Mac OS X’s Finder: File name change not saved if immediately followed by command-W

Posted by Pierre Igot in: Macintosh
September 10th, 2004 • 12:45 am

Say you have a Finder window in “View as Columns” view mode. You select a file in the right-most column and make its name editable. You type a new name or make a change to the existing file name. Then, without pressing the Enter or Return key, you hit command-W to close the Finder window in question (or click on the red button to close the window).

What does the Finder do? It closes the window without saving the new file name. In other words, your file’s name has not changed and is still what it was before you edited it.

I am afraid it’s a bug — and a pretty bad one at that. Such file name changes should be saved regardless of what the user does next (unless he hits command-Z to cancel the change, that is).

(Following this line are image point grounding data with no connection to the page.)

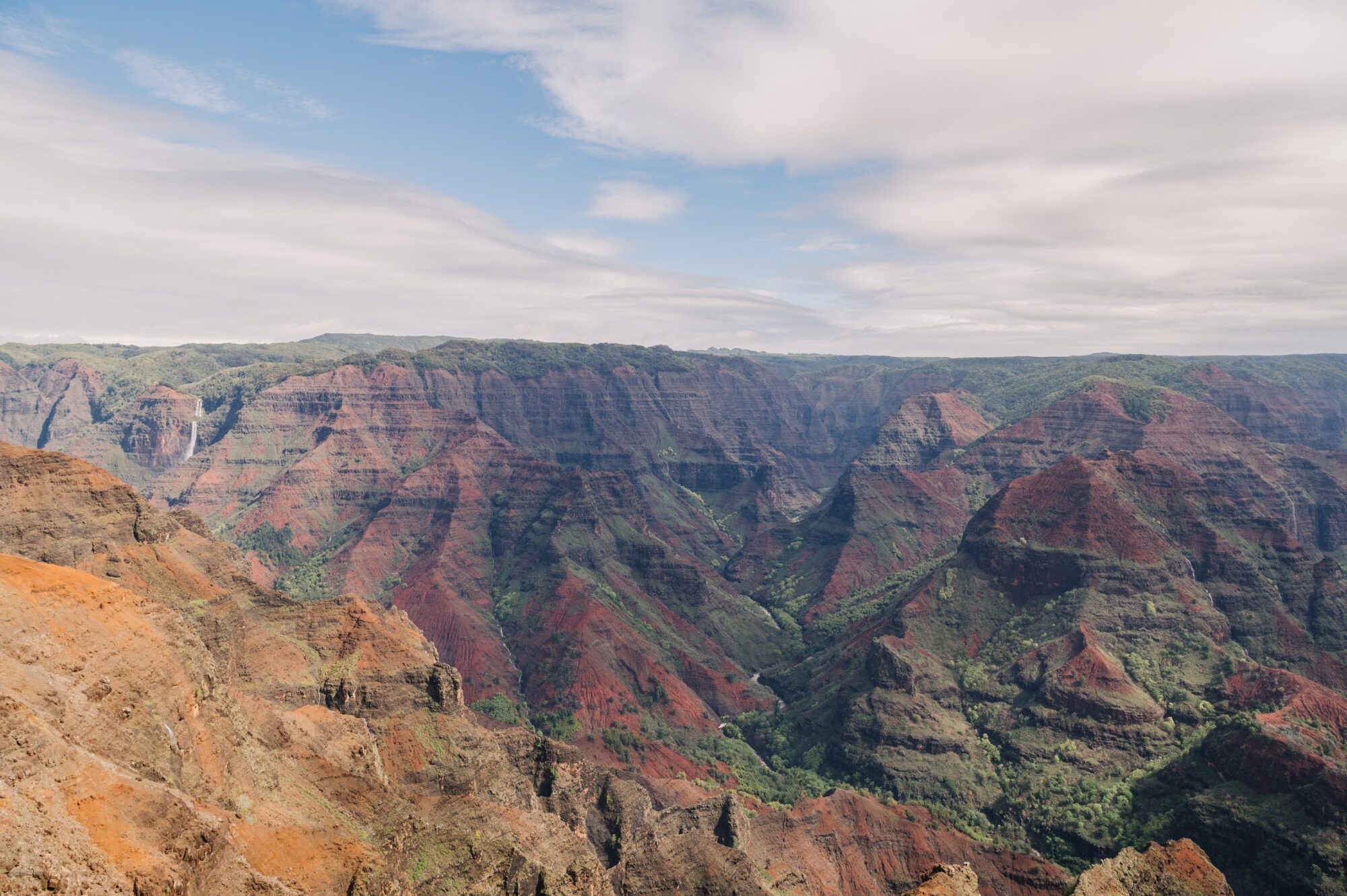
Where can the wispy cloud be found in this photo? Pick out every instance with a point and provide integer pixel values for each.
(177, 82)
(289, 97)
(587, 242)
(222, 90)
(828, 242)
(636, 201)
(34, 31)
(208, 240)
(1148, 174)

The problem doesn’t occur when the Finder window is in “View as List“. But it also occurs when the window is in “View as Icons” mode.

It’s bad.


6 Responses to “Mac OS X’s Finder: File name change not saved if immediately followed by command-W

  1. George Fowler says:

    My immediate reaction to Pierre’s posting was that he is wrong, and this isn’t a bug. After all, if it takes a return/enter to register the name change, why should it ever be registered without it. But then I went looking for a parallel operation, and this forced me to change my mind. Finder windows are like documents (Command-N opens a new one, like a new document in Word. But closing a Word document (or any application document) without saving it isn’t parallel, because you are given a chance to save your changes before the close command is executed. This doesn’t happen in the Finder. One could argue that the true bug is the incomplete analogy between Finder windows and application documents.

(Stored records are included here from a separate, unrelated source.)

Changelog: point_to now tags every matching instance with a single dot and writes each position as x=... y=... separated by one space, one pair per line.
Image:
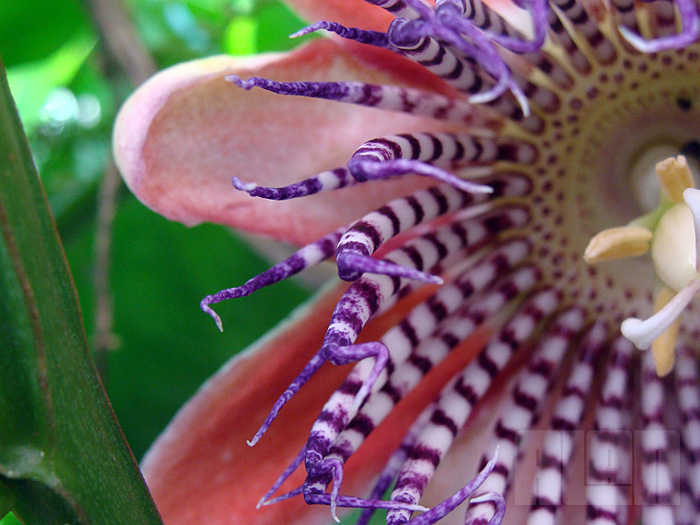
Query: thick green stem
x=63 y=457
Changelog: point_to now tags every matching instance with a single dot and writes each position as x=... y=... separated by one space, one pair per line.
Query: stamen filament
x=642 y=333
x=618 y=243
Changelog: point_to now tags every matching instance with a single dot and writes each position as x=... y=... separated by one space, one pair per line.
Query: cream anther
x=674 y=177
x=617 y=243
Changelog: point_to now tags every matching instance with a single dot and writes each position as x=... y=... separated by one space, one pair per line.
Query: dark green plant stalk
x=63 y=457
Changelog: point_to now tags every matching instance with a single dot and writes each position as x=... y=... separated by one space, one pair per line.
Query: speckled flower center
x=596 y=169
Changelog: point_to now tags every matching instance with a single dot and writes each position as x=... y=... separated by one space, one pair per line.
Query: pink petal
x=186 y=132
x=200 y=470
x=351 y=13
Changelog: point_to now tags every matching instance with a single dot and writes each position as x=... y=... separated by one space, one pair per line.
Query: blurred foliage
x=165 y=347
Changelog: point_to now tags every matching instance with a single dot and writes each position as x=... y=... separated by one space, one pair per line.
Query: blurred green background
x=68 y=87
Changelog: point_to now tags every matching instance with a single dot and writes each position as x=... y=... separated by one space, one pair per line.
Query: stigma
x=670 y=235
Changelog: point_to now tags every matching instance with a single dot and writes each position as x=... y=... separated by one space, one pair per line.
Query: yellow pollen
x=668 y=233
x=673 y=247
x=618 y=243
x=674 y=177
x=663 y=347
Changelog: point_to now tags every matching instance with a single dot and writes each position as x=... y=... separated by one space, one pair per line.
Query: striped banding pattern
x=430 y=352
x=559 y=441
x=526 y=398
x=657 y=484
x=499 y=238
x=609 y=476
x=365 y=236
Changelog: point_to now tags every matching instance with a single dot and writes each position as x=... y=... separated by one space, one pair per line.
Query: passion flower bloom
x=457 y=168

    What I found that changed my mind is iTunes. Suppose you edit a song name in a playlist. Normally you hit return to register this change. Suppose you close the playlist without changing it? Then the track name change gets registered, and there is no Save dialog, the playlist just closes. This strikes me as pretty parallel to the Finder situation. Therefore, if the iTunes behavior is the standard, then the Finder is misbehaving.

    Worth < $0.02.

  2. ssp says:

    This is really funny in a good and a bad way as

    (a) I haven’t noticed this particular bug yet and
    (b) it’s really one of the oldest bugs in the book. Everybody makes this mistake in the first GUI app they program.

  3. Pierre Igot says:

    Indeed. That’s awful. And I am 99% sure that Apple has already received hundreds of reports on this. What they are waiting for to fix these bugs, I don’t know.

  4. brian w says:

    Possibly related (or at least just as annoyingly buggy): changing a filename in Icon view, then hitting Escape (without hitting Enter to “set” the name) will revert the name as one might expect. But in List view, hitting Escape has the same effect as hitting Enter: the new filename is set. Sigh.

    The Finder has been a real bummer for a long time now.

  5. Pierre Igot says:

    George: The one clear indication that it’s a bug is that, when the Finder window is in “View as List” view mode, the change is saved. Clearly if it were a “feature”, it would be the same in all view modes. In any case, there are a number of applications where changes do not require a “Save” command to be saved, including Address Book, iTunes, etc. Usually database-driven applications behave like that, because saving each and every small change would be very tedious.

    Now, the Finder is strictly speaking a database-driven application, although some would probably argue that it should be one. But in essence the reason is the same: having to “save” every small change, if only by pressing the Return or Enter key, would be tedious. The fact that many people feel the need to “validate” their change by pressing the Return or Enter key doesn’t mean that it should be a requirement. People should be allowed to change their mind and revert to the status prior to the latest change, and they can do that with the Escape key or command-Z in the Finder. But that’s the only situation where a change should be undone. Closing the window definitely should not undo the file name change.

  6. George Fowler says:

    Have you tried using Pathfinder instead of the Finder? Some people really swear by it, and it reportedly has far fewer “spinning pizzas of death”. One day, of course, Apple will pinch all its enhancements and build them into the Finder, but for now it is reportedly ahead of the curve. I have tried it, but not recently, and I found I didn’t mind the Finder enough to replace it.